An impressive footnote to that list -- one that the Quakes will make special note of -- is that Kinnear's team earned an MLS-record 36-game home unbeaten streak following the opening of the new BBVA Compass Stadium in 2012. His team plays with a tenacious style, one he has developed since his first coaching job back in 2001, as an assistant to Earthquakes head coach Frank Yallop.
When Yallop, following two MLS Cup championships in three years, left the Quakes to coach the Canadian national team, Kinnear was elevated into the head coaching role in San Jose. He compiled a record of 27-14-21 in two seasons, including the 2005 Supporters' Shield winning campaign, before the franchise was uprooted from the Bay Area and moved to Houston. Kinnear has coached the Dynamo ever since.
Kinnear's all-time MLS regular season winning percentage tops out at 0.555, while Yallop's is 0.510. In 48 games in charge of the Earthquakes, Watson has a record of 17-17-14 -- a winning percentage of 0.500. The trio, so intricately linked in a coaching tree that began in 2001, make up the top-three in Quakes head coaches since the league's inception in 1996.
Kinnear has always had his name come up when the coaching job of the Earthquakes has been in question.

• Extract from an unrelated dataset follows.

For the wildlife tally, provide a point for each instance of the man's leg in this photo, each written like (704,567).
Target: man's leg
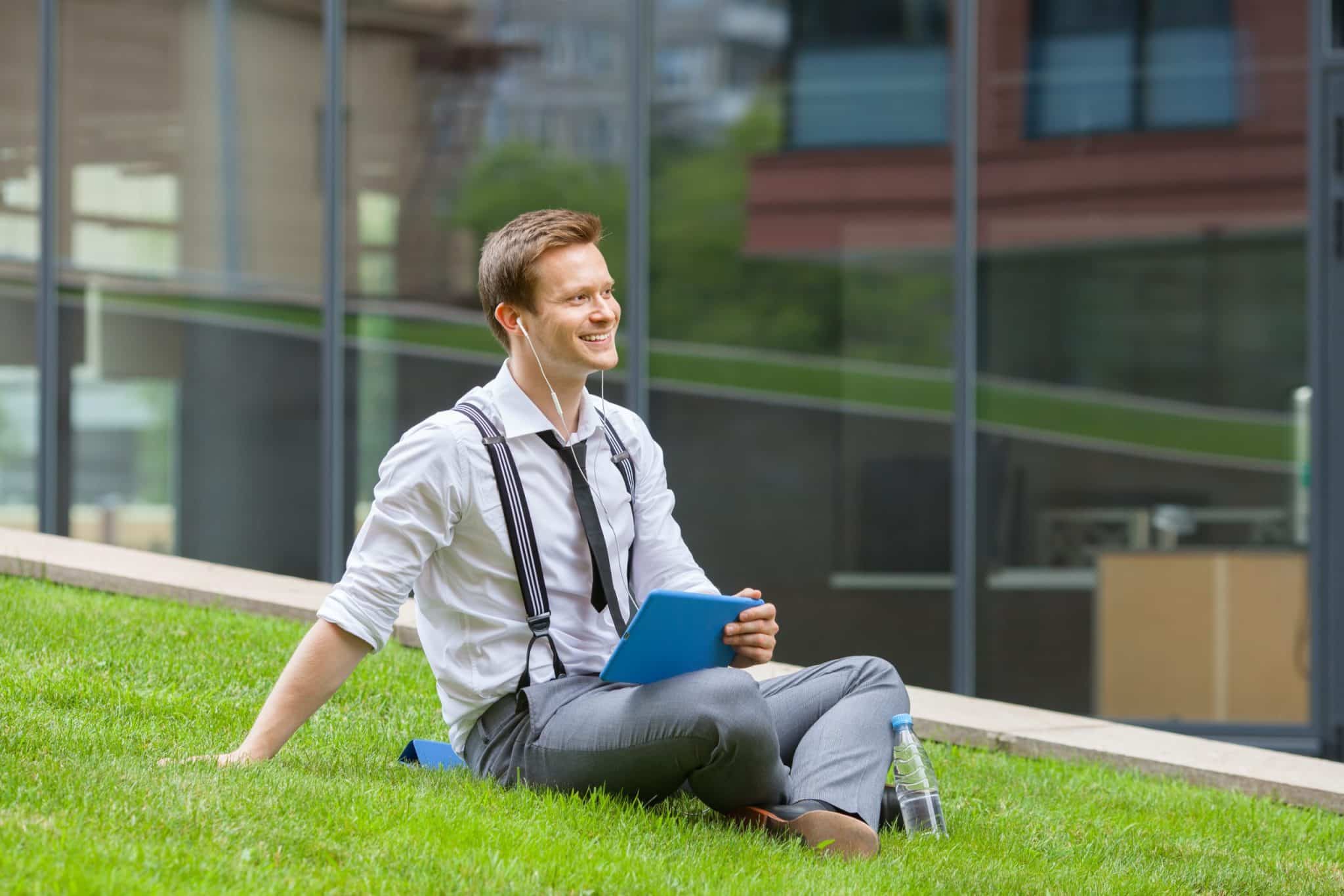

He was a candidate for the position when the franchise returned to MLS in 2008, and he was mentioned as a replacement for Yallop following his departure last June. Adding to his connection to the club, Kinnear is a long-time friend of Earthquakes general manager John Doyle, and the two were teammates on the San Francisco Bay Blackhawks and U.S men's national team in the years prior to MLS.
While the future is uncertain for both Kinnear in Houston and Watson in San Jose, the possibility of a spin of the MLS coaching carousel makes for a spirited conversation. Are the Earthquakes better off keeping the status quo, or should the club welcome the return of a proven leader? Maybe a third option is to emerge from the shadow of the Yallop coaching tree and change course altogether? It appears, for the time being, that those questions will not be answered until the end of the season.